As Figure 4 suggests, the magnetic source of the rotor is the primary difference between IPMSM and IM. The induction motor is one of the oldest types in motor history. It is known for its reliable nature and high performance. It uses electromagnetic induction to magnify the rotor and stator. This makes their peak performance more significant[11]. However, heaving more winding not only means more power consumption but also more weight. Conversely, as indicated by its nomenclature, the permanent magnet motor employs rare earth magnets to interact with the stator's magnetic field, rather than utilizing windings. Natural magnets enhance efficiency by substituting a portion of the electrical windings, particularly at reduced speeds. In addition to that, it is significantly lighter than the induction motor. This difference could be observed in Table 1 as well[9].

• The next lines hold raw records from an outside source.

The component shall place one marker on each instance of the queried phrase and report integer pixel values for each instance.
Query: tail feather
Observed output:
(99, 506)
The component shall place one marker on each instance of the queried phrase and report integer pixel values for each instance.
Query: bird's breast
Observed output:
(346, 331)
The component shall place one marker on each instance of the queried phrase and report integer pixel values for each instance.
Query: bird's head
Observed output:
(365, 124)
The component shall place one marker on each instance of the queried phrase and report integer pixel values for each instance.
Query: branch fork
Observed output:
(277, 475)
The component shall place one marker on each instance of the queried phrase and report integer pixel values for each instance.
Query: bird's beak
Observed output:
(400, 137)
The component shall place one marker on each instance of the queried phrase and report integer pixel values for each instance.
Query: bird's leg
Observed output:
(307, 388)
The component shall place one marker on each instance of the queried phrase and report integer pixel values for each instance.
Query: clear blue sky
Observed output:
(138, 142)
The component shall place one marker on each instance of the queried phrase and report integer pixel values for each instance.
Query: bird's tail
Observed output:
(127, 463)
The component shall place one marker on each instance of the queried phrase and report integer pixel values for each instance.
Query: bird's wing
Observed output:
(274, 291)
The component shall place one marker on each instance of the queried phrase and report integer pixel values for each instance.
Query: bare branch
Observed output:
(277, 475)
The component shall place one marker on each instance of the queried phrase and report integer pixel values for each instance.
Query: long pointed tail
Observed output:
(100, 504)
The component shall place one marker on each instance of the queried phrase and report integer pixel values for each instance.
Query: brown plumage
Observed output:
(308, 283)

Table 1: Specifications of Motor Topologies[12]

Researchers from the Illinois Institute of Technology were tasked with finding the differences between different electric motors under different power setups. When providing the same power, IPMSMs are more potent in terms of torque, 120 Nm versus 90 Nm of IM in 12/8 format. On top of that, it is also 18.8 kilograms lighter than the induction motor. IPMSM only loses its edge when compared in speed, only 2500 rpm versus the 3300 rpm for IM[11]. Although much superior to IM in many ways, IPMSM still faces challenges. Despite the lack of high speed, IPMSM is also more costly due to the usage of rear earth magnets. These challenges have limited the use of IPMSM to only less powerful and more expensive vehicles. However, Lucid, with their lightning-fast Lucid Air top model, proves that pure highspeed IPMSM is not a distant dream, thanks to the numerous improvements to the material and geometry design.

4. Conclusion

Lightweight design is a crucial element in the evolution and success of electric vehicles. As the automotive industry increasingly focuses on sustainability, reducing vehicle weight through innovative designs and advanced materials has become essential. Tesla's groundbreaking tabless battery design is a prime example of how engineering ingenuity can lead to more efficient, powerful, and safer batteries, addressing one of the most significant challenges in EV development. Similarly, BMW's use of carbon fiber-reinforced plastic in the i3’s chassis demonstrates the potential of lightweight materials to reduce vehicle weight while maintaining strength and safety. Lastly, the giant leap in motor technology done by Lucid also shows a clear future for lighter and more efficient motors. This essay has highlighted only a few examples of lightweight design innovations within the automotive industry, with a focus on specific advancements by Tesla, BMW, and Lucid Motors. A limitation of this research is its reliance on a select range of case studies, which may not fully capture the breadth of ongoing innovations in this field. Future studies could expand the scope to include a broader range of manufacturers and explore the integration of lightweight materials across different vehicle components.